At 8:44 p.m. last night, the stuff of boyhood sci-fi daydreaming became
reality. Using a high-powered laser weapon mounted to a 747 airliner,
the U.S. Missile Defense Agency (MDA) successfully shot down
a ballistic missile. The venture was a team effort involving Lockheed
Martin, Northrop Grumman, and Boeing. "The revolutionary use of directed energy is very attractive for missile
defense, with the potential to attack multiple targets at the speed of
light," the MDA
said. The new weapon is called the Airborne Laser Testbed (ALTB) and
bloggers are discussing how it works and what it means
Some Serious Muscle Flexing, writes Steven D at Booman Tribune: "This sets the stage for a
potential arms race with China. At the least, it is also a warning shot
across Iran's bow, because it increases the likelihood of an Israeli or
American attack against Iran's nuclear facilities if the ALTB system is
viewed as an effective defense against any potential Iranian missile
strikes in response."
Been a Long Time Coming, writes Noah Shachtman at Wired: "This is a test the MDA was hoping to conduct in 2002,
after spending about a billion dollars. But the Airborne Laser ran into
all kinds of problems along the way. The chemicals the jet depended on
to generate its high-strength laser weighed down
the 747. Getting the laser to accurately zap through the atmosphere
proved tougher than anticipated. The Airborne Laser eventually
ballooned into a $7.3 billion project."
Here's How it Worked, explains Jason Mick at DailyTech: "The package features
infrared sensors to first detect missiles by homing in to their
exhaust plume. It then employs two kilowatt-class lasers dubbed
the Track and Beacon Illuminator, respectively, the first of which
tracks the target with precision and the second of which accounts of
the atmospheric disturbances. Then comes the critical step.

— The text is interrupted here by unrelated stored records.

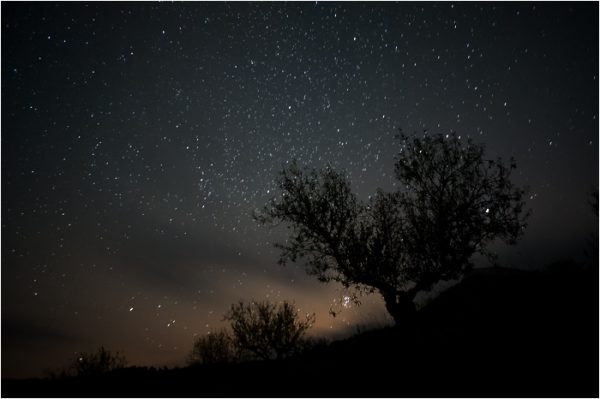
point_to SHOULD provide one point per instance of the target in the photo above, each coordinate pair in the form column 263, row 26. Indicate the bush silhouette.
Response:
column 213, row 348
column 266, row 330
column 451, row 203
column 94, row 364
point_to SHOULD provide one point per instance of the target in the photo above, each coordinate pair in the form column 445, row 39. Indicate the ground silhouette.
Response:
column 500, row 332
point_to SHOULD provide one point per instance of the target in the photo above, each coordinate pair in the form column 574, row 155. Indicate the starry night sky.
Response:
column 137, row 139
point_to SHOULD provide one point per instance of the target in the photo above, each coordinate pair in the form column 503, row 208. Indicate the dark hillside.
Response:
column 500, row 332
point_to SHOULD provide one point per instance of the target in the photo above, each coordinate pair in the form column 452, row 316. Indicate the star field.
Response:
column 138, row 138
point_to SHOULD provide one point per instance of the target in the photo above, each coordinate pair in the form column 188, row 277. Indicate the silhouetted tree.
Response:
column 268, row 330
column 213, row 348
column 93, row 364
column 451, row 204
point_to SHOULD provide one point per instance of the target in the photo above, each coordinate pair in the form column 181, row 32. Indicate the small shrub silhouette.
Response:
column 268, row 331
column 94, row 364
column 212, row 349
column 450, row 204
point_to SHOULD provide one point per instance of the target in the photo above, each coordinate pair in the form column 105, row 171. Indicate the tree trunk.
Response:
column 401, row 307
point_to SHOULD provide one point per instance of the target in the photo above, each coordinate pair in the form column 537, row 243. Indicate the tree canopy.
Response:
column 451, row 203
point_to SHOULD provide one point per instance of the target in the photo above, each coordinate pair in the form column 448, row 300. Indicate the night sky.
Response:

A package in the plane's nose underbody uses a very large telescope
to focus a megawatt-class COIL beam (generated by an Chemical Iodine
Oxygen laser) onto sensitive regions of the target."
Remaining Questions "We also don't know" three things, writes Steven D: "(1) the operational range of this new
laser, (2) whether it would work against any potential countermeasures
an adversary might employ in a combat situation, or (3) whether it
could deal with multiple missiles launched simultaneously in time to
prevent all of them from reaching their targets." He argues that these are essential questions to answer before relying on the system in an engagement with a ballistic missile-armed nation.